The results obtained suggest that etonium is capable of inactivating the allergenic activity of the molecular tuberculosis toxin allergen and detoxifying its toxic properties.

Example 2. For detoxification of toxin allergens with an allergenic activity of 100,000 TE / ml, formalin was added to the vials: in 10 vials (20 ml) at a concentration of 0.8%, and in another 10 vials (20 ml) etonium was added to 1%, the bottles are placed in a thermostat at 45 ° C for 12 days with daily shaking of the contents of the bottles.

Subsequent administration of 12 sensitized BCG vaccines (intradermally 1 mg / ml) to guinea pigs of tuberculous toxin allergens detoxified with 0.8% formalin and 1% ethonium at a dilution of 1: 500 and 1: 1000 in 0.1 ml did not reveal allergic skin reactions in sensitized guinea pigs (there was no skin hyperemia up to 6-7 mm 24 hours after intradermal administration of tuberculous toxin allergens treated with detoxifiers). The formation of necrotic reactions was not noted.

The results obtained suggest that etonium is capable of inactivating the allergenic activity of the molecular tuberculosis toxin allergen and detoxifying its toxic properties.

Example 3. The study of the sensitizing properties of tuberculous toxoid after detoxification of toxin-allergens with 1% ethonium in cows.

In the studies, 10 cows were used, which were injected twice with an interval of 12 days with tuberculous toxoid. After 30 days after the repeated administration of tuberculous toxoid all animals underwent tuberculinization by intradermal administration of tuberculin for mammals - series 12 PPD 0.2 ml.

When taking into account the reaction after 72 hours, an increase in the skin fold in the range of 3-5-7 mm was observed in animals. Consequently, subcutaneous administration of tuberculous toxoid is accompanied by allergization of the body, reliably expressed skin-allergic reactions.

Example 4. The study of the sensitizing properties of tuberculous toxoid obtained by detoxification of toxin-allergens with 1% ethonium in guinea pigs.

A 0.2 ml tuberculous toxoid was administered subcutaneously to 6 healthy guinea pigs with an interval of 12 days. After 30 days after the second administration of tuberculosis toxoid, tuberculin was introduced for mammals with allergenic activity of 50,000 TE / ml (ME) at a dilution of 1: 1000 and 1: 2000 of 0.1 ml into the depilated side surfaces of each guinea pig. Accounting for the reaction after 24 hours revealed in all vaccinated guinea pigs skin-allergic reactions in the form of skin hyperimia up to 8-9 mm in diameter.
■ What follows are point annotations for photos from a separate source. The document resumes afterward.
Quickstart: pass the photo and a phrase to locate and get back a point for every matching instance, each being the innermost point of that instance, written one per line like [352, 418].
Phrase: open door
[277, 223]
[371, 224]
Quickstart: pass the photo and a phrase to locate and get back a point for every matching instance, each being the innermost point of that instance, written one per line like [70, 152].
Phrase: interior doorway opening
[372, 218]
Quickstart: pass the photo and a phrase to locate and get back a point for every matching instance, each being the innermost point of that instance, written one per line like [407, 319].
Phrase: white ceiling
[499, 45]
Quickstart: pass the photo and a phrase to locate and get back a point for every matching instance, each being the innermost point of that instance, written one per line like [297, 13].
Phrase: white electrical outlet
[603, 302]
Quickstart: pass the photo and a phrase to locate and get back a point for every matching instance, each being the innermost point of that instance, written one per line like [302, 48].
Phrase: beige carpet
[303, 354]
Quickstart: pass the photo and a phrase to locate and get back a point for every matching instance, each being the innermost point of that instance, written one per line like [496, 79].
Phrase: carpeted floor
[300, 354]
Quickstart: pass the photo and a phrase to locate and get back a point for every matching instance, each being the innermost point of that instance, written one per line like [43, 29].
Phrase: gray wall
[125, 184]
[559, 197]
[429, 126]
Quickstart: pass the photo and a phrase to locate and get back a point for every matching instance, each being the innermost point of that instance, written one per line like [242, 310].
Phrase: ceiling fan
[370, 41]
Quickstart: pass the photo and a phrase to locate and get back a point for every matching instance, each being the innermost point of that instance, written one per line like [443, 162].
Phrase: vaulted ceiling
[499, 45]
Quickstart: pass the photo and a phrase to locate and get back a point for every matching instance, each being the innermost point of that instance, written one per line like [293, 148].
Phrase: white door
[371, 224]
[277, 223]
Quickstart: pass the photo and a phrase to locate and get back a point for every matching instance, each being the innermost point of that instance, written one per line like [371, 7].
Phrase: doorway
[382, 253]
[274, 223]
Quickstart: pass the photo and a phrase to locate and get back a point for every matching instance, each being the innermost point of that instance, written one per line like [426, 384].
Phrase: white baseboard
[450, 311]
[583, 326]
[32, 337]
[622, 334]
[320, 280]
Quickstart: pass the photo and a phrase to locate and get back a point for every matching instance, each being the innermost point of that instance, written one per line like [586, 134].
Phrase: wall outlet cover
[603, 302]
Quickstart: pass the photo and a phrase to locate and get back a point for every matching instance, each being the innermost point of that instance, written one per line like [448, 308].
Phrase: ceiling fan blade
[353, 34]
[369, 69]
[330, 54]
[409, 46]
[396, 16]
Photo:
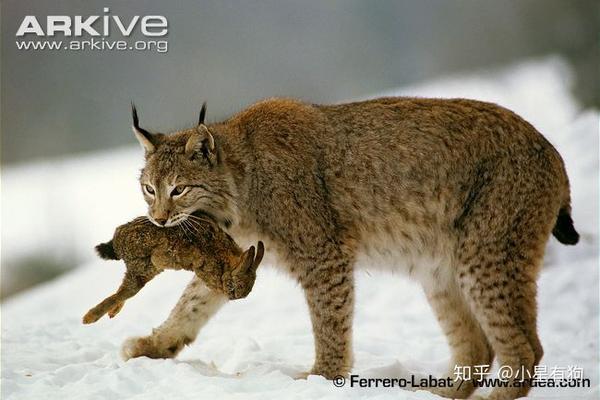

Example 5. The study of the protective activity of tuberculous toxoid in guinea pigs and rabbits.

In the experiment, 6 guinea pigs and 4 rabbits were used, which were injected subcutaneously with tuberculous toxoid in a volume of 0.5 ml three times with an interval of 10 days. After 30 days after the 3rd vaccination, animals were infected with drug-resistant mycobacterium tuberculosis freshly isolated from people with tuberculosis at a dose of 0.1 mg per animal. Observation of the animals was carried out for 3 months.

When killed in rabbits and guinea pigs, no organ lesions (liver, lungs and lymph nodes) were detected, with the exception of one mumps, in which microscopic changes characteristic of tuberculous lesions were found in the lymph node from the infection site and in the liver.

Control 3 guinea pigs died 2-2.5 months after infection with tuberculosis mycobacteria.

From the results of the studies, it follows that tuberculous toxoid obtained by detoxification of toxin-allergens with ethonium provides protection against the disease of rabbits and guinea pigs from a massive dose of infection with virulent mycobacterium tuberculosis.

Claims (1)

A method for producing tuberculous toxoid, including detoxification of tuberculous toxin allergens, sorption on aluminum hydroxide, sterilization, characterized in that 1.0 ± 0.2% etonium is used as a detox to detoxify 2.0 ± 0.2 mg / ml of dissolved toxins -allergens with allergenic activity of 120,000 ± 20,000 TE (ME) in 1 ml, and the concentration of the drug is doubled by decantation of 50 ± 5% of the supernatant.